Last week our LHF Bible Reading Plan took us to Mark’s account of the final days of Jesus’ life. The day after his triumphal entry into Jerusalem, Jesus set in motion the chain of events that would lead to his death. Throwing the money-changers  out of the temple (11:1-19) was like kicking a hornets’ nest. Enraged, the chief priests, scribes, and elders devised a plan to destroy him. They challenged Jesus’ authority. With one question he silenced them and with one parable he indicted them. They retreated, but they regrouped.

Proving the adage that politics makes strange bedfellows, they sent political rivals, the Pharisees and Herodians, to “trap him in his talk” (Mk. 12:13). Jesus stymied them as well. Finally, the Sadducees, who, Mark tells us, “say that there is no resurrection” (12:18), approached him with a question of their own (12:19-23): There was a widow who, in hopes of producing an heir for her first husband, married, each of her dead husband’s six brothers, one by one, each upon the death of the former. Eventually they all died, and so did she, without producing an heir. So, whose wife will she be in the resurrection?

I’ve read this story many times, but this time I was struck by the strangeness of Jesus’ reply: “Is this not the reason you are wrong, because you know neither the Scriptures nor the power of God?”

Answers can be wrong, but questions? I went back and read it through many more times, asking many questions of my own, before I made a simple grammatical observation:  Jesus didn’t say the question was wrong. He said they were wrong. And they were wrong for a specific reason: because they knew “neither the Scriptures nor the power of God” (v.24).

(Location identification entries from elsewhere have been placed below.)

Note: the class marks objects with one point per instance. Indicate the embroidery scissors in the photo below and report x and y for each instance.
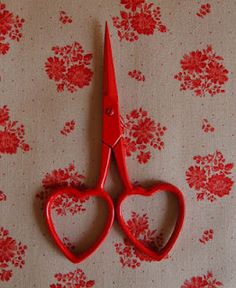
(112, 142)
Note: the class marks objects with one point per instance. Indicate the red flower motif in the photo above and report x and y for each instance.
(143, 130)
(12, 254)
(69, 67)
(202, 72)
(63, 177)
(130, 146)
(10, 27)
(3, 197)
(143, 23)
(144, 157)
(206, 236)
(132, 4)
(12, 136)
(219, 185)
(138, 225)
(207, 127)
(196, 177)
(55, 68)
(205, 281)
(210, 176)
(204, 10)
(74, 279)
(68, 128)
(141, 18)
(141, 133)
(64, 18)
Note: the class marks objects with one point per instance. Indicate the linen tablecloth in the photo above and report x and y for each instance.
(175, 69)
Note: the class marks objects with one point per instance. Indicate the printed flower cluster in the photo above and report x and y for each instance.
(130, 256)
(12, 134)
(138, 18)
(74, 279)
(69, 67)
(202, 72)
(65, 204)
(205, 281)
(206, 236)
(10, 28)
(210, 177)
(69, 126)
(12, 254)
(141, 133)
(204, 10)
(64, 18)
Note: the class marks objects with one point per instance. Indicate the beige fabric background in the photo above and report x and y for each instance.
(33, 100)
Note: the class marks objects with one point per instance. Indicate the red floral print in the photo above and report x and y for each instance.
(3, 197)
(63, 205)
(68, 128)
(69, 67)
(130, 256)
(210, 177)
(137, 75)
(140, 18)
(202, 72)
(12, 134)
(204, 10)
(73, 279)
(141, 133)
(207, 235)
(205, 281)
(12, 254)
(64, 18)
(10, 28)
(207, 127)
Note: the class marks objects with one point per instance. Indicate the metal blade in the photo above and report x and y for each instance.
(111, 114)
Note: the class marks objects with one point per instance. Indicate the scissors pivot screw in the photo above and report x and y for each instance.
(110, 111)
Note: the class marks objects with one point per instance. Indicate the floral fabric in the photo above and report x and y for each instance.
(175, 70)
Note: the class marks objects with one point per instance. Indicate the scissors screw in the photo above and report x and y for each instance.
(110, 111)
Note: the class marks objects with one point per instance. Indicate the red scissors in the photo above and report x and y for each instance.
(112, 141)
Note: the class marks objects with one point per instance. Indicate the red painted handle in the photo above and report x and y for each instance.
(158, 188)
(73, 192)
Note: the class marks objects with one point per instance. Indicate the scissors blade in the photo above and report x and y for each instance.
(111, 115)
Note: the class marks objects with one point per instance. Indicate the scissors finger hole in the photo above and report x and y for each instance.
(79, 221)
(152, 219)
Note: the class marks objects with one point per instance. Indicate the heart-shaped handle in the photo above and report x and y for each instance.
(158, 188)
(80, 195)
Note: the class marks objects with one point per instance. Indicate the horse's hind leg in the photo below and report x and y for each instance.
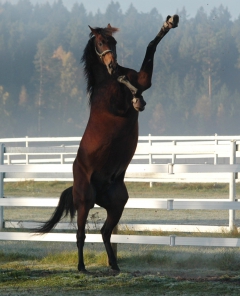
(117, 198)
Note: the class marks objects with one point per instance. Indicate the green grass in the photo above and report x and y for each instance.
(41, 268)
(142, 274)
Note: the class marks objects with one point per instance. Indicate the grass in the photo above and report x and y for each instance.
(31, 188)
(48, 268)
(142, 274)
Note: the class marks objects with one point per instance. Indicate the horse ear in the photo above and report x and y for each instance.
(94, 31)
(110, 29)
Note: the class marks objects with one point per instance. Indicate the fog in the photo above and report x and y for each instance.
(195, 86)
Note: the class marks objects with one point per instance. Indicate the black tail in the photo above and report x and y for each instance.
(65, 204)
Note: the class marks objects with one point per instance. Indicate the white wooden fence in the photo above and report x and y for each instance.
(214, 148)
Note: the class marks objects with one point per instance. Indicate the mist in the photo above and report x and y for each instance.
(195, 86)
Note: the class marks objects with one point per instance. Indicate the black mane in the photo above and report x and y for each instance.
(89, 56)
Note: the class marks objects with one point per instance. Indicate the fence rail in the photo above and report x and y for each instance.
(39, 163)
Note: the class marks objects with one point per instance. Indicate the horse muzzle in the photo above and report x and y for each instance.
(139, 103)
(112, 67)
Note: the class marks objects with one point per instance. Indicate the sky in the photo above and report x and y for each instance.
(166, 7)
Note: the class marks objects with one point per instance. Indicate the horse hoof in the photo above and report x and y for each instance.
(171, 21)
(83, 271)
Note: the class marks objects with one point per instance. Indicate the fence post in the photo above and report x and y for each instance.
(232, 185)
(150, 155)
(1, 183)
(174, 155)
(27, 156)
(216, 155)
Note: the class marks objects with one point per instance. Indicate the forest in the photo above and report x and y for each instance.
(196, 81)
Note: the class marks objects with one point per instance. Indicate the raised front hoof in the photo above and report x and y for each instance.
(139, 103)
(171, 21)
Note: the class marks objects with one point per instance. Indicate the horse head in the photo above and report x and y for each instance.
(105, 47)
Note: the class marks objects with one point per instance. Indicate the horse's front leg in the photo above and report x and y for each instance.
(117, 197)
(145, 73)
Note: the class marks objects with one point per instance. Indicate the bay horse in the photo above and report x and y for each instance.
(110, 138)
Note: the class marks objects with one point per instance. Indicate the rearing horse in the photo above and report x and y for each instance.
(110, 139)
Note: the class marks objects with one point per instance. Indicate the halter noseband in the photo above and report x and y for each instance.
(101, 55)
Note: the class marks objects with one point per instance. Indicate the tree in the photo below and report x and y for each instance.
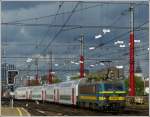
(139, 85)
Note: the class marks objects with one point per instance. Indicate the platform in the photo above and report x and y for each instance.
(16, 111)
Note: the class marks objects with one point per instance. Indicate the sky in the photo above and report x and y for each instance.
(34, 29)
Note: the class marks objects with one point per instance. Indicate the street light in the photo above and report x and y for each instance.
(106, 31)
(98, 36)
(91, 48)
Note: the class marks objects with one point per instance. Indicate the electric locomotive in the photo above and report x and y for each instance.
(104, 95)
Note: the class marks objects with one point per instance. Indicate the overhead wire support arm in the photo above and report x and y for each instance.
(62, 27)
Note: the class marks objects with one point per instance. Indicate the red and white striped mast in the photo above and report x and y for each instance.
(82, 57)
(49, 79)
(37, 75)
(131, 81)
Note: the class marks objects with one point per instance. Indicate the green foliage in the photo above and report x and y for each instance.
(139, 84)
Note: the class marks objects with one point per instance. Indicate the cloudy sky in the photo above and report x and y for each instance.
(35, 28)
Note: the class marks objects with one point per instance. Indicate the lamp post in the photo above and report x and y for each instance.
(82, 56)
(29, 60)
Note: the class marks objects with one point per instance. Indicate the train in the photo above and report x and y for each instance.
(102, 95)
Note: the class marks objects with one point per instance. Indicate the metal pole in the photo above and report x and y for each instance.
(144, 87)
(12, 103)
(37, 82)
(131, 82)
(50, 69)
(82, 57)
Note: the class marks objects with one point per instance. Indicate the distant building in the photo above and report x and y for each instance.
(4, 68)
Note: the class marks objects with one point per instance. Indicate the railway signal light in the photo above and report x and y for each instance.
(11, 74)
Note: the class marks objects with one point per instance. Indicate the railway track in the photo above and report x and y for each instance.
(51, 109)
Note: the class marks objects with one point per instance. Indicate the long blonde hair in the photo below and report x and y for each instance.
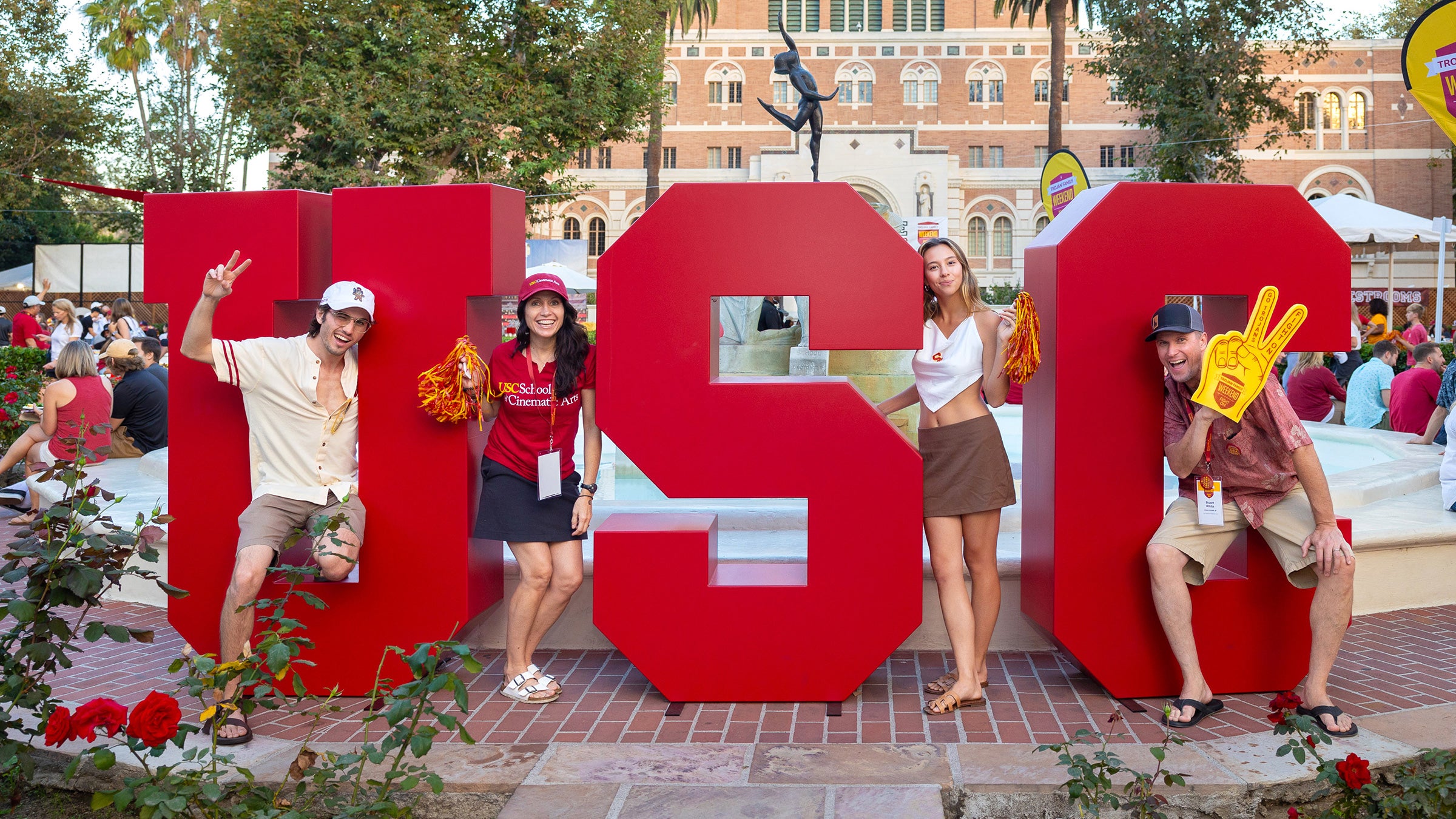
(1307, 362)
(970, 291)
(64, 306)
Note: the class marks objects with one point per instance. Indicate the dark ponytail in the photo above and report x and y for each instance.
(571, 346)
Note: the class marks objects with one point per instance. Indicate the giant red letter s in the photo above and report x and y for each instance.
(431, 255)
(1093, 476)
(704, 630)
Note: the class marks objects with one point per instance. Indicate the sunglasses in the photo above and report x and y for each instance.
(346, 318)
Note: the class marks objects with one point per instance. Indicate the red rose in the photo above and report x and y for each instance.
(1286, 701)
(59, 727)
(1356, 771)
(98, 715)
(155, 720)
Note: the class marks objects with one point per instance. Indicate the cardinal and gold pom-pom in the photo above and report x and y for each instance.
(442, 388)
(1024, 347)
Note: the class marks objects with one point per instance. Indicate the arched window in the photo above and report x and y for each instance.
(1331, 117)
(1356, 111)
(1001, 238)
(976, 240)
(1307, 111)
(596, 237)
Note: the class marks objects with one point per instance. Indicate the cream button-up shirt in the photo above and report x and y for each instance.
(297, 450)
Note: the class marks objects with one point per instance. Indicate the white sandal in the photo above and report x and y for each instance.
(523, 690)
(545, 678)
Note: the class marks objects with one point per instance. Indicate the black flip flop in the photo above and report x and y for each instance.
(1200, 710)
(1334, 713)
(234, 719)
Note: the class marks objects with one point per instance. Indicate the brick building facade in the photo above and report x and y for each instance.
(943, 111)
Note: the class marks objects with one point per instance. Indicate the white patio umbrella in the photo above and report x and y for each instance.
(1358, 220)
(574, 281)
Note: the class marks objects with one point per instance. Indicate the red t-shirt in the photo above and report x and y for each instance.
(1413, 400)
(1312, 393)
(523, 429)
(27, 327)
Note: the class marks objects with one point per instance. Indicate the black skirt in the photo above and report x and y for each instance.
(510, 509)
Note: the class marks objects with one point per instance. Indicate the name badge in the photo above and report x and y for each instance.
(548, 474)
(1210, 502)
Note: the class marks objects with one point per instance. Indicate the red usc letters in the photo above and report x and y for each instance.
(1093, 477)
(433, 257)
(704, 630)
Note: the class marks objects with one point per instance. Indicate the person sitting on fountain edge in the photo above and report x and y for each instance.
(1272, 481)
(292, 388)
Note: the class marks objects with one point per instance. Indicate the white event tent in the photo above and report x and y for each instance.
(574, 281)
(1358, 222)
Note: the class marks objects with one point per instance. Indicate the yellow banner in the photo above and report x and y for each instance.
(1429, 62)
(1062, 180)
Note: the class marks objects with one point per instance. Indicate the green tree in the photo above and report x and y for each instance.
(121, 33)
(373, 92)
(673, 12)
(1392, 21)
(55, 121)
(1202, 75)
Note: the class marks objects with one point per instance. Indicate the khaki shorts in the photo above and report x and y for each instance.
(1286, 525)
(271, 519)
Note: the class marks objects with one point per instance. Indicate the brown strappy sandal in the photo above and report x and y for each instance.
(947, 703)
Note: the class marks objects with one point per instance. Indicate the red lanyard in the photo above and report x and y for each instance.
(1207, 443)
(551, 430)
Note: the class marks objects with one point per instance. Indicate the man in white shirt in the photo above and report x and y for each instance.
(299, 396)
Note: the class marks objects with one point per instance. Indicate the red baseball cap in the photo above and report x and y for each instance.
(535, 285)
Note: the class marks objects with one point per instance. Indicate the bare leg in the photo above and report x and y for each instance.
(1329, 618)
(565, 579)
(1174, 605)
(980, 557)
(249, 571)
(947, 563)
(526, 602)
(22, 447)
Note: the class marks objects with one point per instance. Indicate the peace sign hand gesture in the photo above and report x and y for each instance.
(1236, 365)
(220, 279)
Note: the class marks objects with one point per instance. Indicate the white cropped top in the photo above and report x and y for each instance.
(945, 366)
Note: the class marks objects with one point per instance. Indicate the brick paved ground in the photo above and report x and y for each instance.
(1389, 662)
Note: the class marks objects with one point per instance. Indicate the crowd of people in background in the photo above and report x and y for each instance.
(108, 369)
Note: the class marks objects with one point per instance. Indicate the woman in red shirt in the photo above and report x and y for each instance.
(72, 407)
(1314, 391)
(541, 385)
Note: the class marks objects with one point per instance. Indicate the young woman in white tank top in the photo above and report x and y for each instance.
(967, 476)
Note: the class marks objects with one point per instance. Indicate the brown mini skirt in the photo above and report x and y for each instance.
(966, 468)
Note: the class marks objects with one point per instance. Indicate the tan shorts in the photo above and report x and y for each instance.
(271, 519)
(1286, 525)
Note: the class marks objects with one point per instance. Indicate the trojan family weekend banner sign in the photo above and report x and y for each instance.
(703, 629)
(1429, 63)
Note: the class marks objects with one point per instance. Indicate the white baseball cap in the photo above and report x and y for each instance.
(344, 295)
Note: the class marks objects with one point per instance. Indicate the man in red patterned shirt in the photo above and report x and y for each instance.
(1272, 481)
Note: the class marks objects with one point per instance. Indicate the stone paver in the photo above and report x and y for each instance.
(919, 802)
(1254, 757)
(695, 802)
(880, 764)
(682, 764)
(559, 802)
(1423, 727)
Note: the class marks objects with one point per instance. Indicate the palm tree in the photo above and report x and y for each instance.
(123, 33)
(1056, 13)
(689, 13)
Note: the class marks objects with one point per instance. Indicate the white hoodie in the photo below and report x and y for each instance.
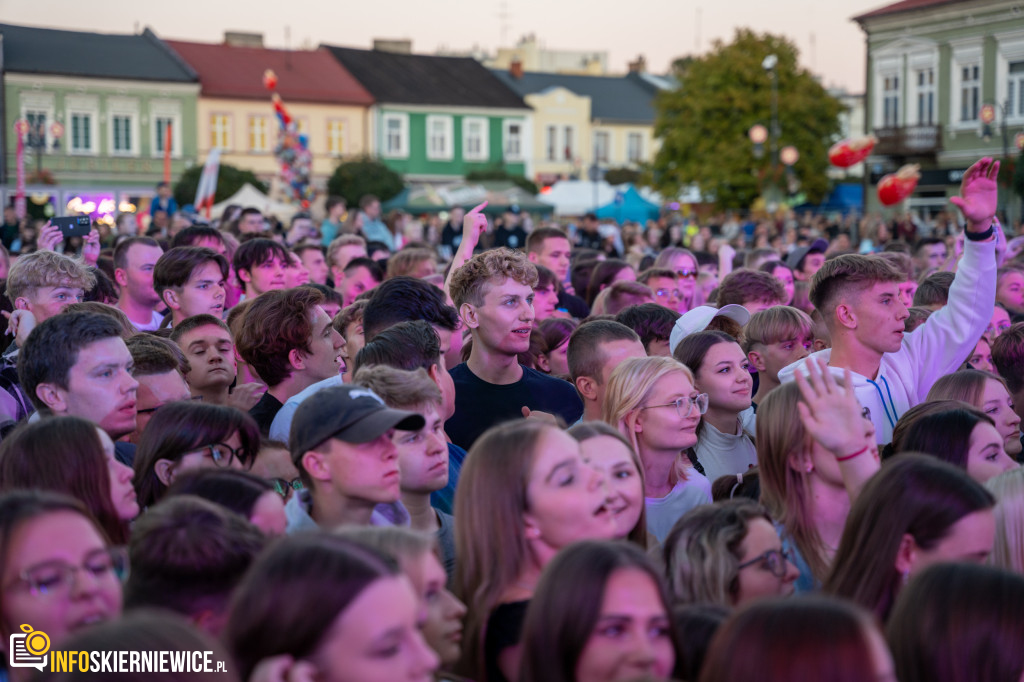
(936, 348)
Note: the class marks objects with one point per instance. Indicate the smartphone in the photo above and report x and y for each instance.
(73, 225)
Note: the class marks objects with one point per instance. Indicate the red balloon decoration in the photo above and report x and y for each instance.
(269, 79)
(896, 186)
(850, 152)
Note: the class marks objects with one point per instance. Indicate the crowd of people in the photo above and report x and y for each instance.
(517, 453)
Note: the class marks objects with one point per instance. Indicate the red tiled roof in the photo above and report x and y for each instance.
(903, 6)
(310, 76)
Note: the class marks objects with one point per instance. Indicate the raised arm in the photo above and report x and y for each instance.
(474, 224)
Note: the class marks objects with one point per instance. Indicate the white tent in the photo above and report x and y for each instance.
(249, 196)
(578, 197)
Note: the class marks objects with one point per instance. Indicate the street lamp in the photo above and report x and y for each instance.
(769, 64)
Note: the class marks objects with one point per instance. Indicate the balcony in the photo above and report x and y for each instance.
(908, 141)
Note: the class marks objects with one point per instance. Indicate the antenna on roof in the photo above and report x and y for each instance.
(503, 15)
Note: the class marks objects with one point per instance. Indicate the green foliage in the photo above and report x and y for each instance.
(621, 175)
(704, 124)
(354, 179)
(499, 173)
(229, 180)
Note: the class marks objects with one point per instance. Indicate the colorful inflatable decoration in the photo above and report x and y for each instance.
(292, 150)
(896, 186)
(851, 152)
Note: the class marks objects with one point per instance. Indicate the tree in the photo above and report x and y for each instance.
(354, 179)
(229, 180)
(704, 123)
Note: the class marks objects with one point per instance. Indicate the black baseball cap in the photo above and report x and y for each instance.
(351, 414)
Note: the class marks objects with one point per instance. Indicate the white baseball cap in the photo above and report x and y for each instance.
(697, 320)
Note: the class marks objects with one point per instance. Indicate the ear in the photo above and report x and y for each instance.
(171, 299)
(906, 555)
(757, 359)
(846, 316)
(587, 387)
(165, 471)
(297, 358)
(52, 396)
(542, 363)
(468, 313)
(315, 465)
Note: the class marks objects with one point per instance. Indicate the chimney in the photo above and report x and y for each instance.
(638, 67)
(395, 46)
(242, 39)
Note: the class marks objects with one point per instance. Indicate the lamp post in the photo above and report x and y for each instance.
(769, 64)
(987, 116)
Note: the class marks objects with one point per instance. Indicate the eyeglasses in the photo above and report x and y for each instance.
(283, 486)
(55, 578)
(684, 405)
(222, 454)
(774, 561)
(146, 411)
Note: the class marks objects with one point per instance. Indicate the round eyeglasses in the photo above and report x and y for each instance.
(684, 405)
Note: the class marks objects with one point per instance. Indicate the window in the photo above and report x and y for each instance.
(474, 139)
(926, 96)
(601, 144)
(38, 132)
(513, 140)
(634, 147)
(890, 100)
(336, 137)
(121, 136)
(439, 141)
(395, 131)
(81, 132)
(220, 131)
(259, 133)
(970, 91)
(1015, 90)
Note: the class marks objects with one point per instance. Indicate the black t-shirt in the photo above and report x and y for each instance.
(480, 405)
(264, 412)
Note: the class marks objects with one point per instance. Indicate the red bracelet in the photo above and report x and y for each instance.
(857, 454)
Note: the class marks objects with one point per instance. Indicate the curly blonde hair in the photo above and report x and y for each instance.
(470, 283)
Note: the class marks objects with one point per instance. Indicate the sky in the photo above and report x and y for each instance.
(830, 44)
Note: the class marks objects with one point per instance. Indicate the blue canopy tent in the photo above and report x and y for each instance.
(629, 205)
(845, 198)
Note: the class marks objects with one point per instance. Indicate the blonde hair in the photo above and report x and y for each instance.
(629, 388)
(404, 262)
(489, 530)
(469, 283)
(1008, 552)
(784, 488)
(774, 325)
(402, 389)
(46, 268)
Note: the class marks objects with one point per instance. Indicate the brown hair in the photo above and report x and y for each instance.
(745, 286)
(469, 283)
(797, 638)
(275, 324)
(62, 455)
(846, 275)
(1008, 356)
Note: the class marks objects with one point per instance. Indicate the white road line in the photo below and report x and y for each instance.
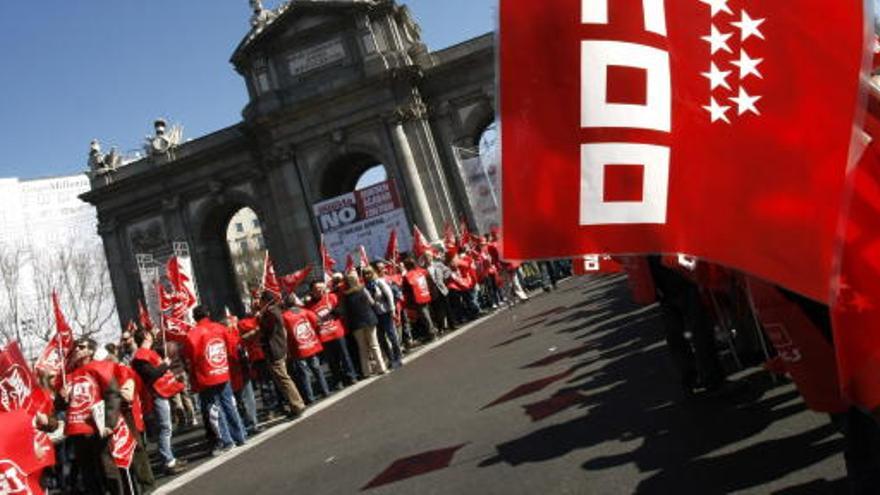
(274, 431)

No doubt, the Sadducees thought they knew the Scriptures. As the aristocratic priestly class, they took their authority from the Books of Moses (Genesis - Deuteronomy). They built their life and doctrine on them. So when Jesus cited one of the most famous passages in Exodus as proof of the resurrection of the dead, he was indicting them.

These experts, who thought they knew their Bibles so well, had (like me) missed a critical point because they missed the grammar. The Sadducees’ understanding of Scripture was as shallow as their desire to get to the bottom of it. They weren’t coming to God’s word desperate to really know him. If they had, they’d have read more carefully. They’d have thought harder. They’d have learned that God’s character is wrapped up in His promises - that God intends Abraham and Isaac and Jacob, even though they’ve died, to live to see their fulfillment. It is this understanding upon which the faithful have always stood.

Their approach to Jesus was as shallow as their approach to Scripture. They, like we so often do, came with their pet topics to discuss, their own agendas to uphold, and their best points to make. They did not come to listen. They did not come to be taught. They did not come hungry, willing to be corrected, prepared to ask question after question until they finally understood the truth. They certainly did not come to repent.